Da Berlino arriva la proposta del Fondo Monetario Internazionale per l’Eurozona. A svelarla è direttamente la direttrice del fondo, la francese Christine Lagarde. Il fondo anticrisi è solo una parte di un discorso più ampio e senza dubbio condivisibile. Il rischio è che, nel concreto, si possa trasformare in una forma di austerity strutturale a piccole rate.

Ma cosa propone l’FMI? Si tratta di un fondo alimentato da tutti i paesi membri e che dovrebbe intervenire, in maniera automatica, a sostegno dei paesi in difficoltà. A fronte di una contribuzione annua dello 0,35% del PIL il fondo (central fiscal capacity, CFC) dovrebbe garantire un aiuto automatico ad un paese che si trovi ad affrontare un periodo di recessione e che sia sprovvisto di un adeguato “cuscinetto” fiscale. Il paese in questione, per accedere a questo fondo, deve essere in regola con i vincoli europei. Passata la “buriana” i fondi trasferiti dovranno essere reintegrati dal paese che ne ha beneficiato.

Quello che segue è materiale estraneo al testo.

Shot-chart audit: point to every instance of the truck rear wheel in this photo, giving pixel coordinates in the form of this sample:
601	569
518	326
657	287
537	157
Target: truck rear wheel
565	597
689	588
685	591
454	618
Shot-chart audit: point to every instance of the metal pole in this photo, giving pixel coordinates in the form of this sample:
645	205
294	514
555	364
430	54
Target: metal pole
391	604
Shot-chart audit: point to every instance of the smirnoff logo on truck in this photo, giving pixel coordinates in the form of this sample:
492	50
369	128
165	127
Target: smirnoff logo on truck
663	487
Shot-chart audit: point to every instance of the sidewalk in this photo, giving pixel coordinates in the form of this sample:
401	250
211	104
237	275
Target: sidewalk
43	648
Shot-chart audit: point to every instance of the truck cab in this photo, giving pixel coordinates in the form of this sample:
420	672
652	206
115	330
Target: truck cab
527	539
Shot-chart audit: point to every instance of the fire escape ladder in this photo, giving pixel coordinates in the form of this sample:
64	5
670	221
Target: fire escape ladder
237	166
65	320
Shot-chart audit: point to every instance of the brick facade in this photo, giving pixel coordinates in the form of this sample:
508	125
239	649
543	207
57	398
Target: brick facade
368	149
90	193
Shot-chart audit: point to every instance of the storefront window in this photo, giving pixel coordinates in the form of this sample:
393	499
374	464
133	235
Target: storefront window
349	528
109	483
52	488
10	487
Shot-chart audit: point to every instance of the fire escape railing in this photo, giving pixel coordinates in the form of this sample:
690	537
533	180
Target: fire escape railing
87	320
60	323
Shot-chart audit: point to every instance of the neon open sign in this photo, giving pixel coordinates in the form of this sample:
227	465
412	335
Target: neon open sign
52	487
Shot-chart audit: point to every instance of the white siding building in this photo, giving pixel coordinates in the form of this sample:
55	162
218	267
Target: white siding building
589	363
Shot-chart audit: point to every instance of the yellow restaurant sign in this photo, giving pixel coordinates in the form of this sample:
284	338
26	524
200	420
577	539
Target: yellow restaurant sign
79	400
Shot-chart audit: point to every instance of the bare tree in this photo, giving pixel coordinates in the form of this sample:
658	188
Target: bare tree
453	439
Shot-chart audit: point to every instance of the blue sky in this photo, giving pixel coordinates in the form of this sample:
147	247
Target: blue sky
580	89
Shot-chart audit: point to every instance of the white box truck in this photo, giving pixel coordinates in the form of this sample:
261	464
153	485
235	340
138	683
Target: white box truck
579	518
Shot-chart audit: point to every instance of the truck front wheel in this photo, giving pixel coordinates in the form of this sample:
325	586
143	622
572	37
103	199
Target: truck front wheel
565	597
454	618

Uno strumento che, nelle intenzioni, vorrebbe rappresentare al tempo stesso un contributo ed un invito all’accelerazione nella creazione di una politica fiscale comunitaria. L’Eurozona gode di una robusta ripresa economica e dovrebbe quindi, secondo l’FMI, approfittare di questa finestra temporale per rafforzare i meccanismi di difesa in caso di recessione.  IL CFC, secondo lo studio del fondo monetario, dovrebbe garantire un dimezzamento degli effetti recessivi sul paese che ne usufruirà, restringendo la forbice tra paesi ricchi e paesi meno ricchi.

Il CFC, in caso di crisi particolarmente pronunciate, è potenziabile con il ricorso al mercato. Legandolo al rispetto dei parametri europei e sancendo il principio che chi ne usufruisce deve restituire i fondi utilizzati, l’FMI tenta di rendere lo strumento più “digeribile” ai paesi virtuosi.

Per Lagarde l’Eurozona deve accelerare l’integrazione fiscale per poter rispondere concretamente alle derive populiste uscite dalle recenti tornate elettorari ed affrontare la delicata fase post Brexit.

Germania e Francia sono i soggetti  destinatari del messaggio. Riusciranno i big players continentali a non trasformare questa occasione in una sorta di austerity a piccole e comode rate annuali? Potrà la Germania accettare che parte lo 0,35% della sua ricchezza serva ad aiutare le cicale europee?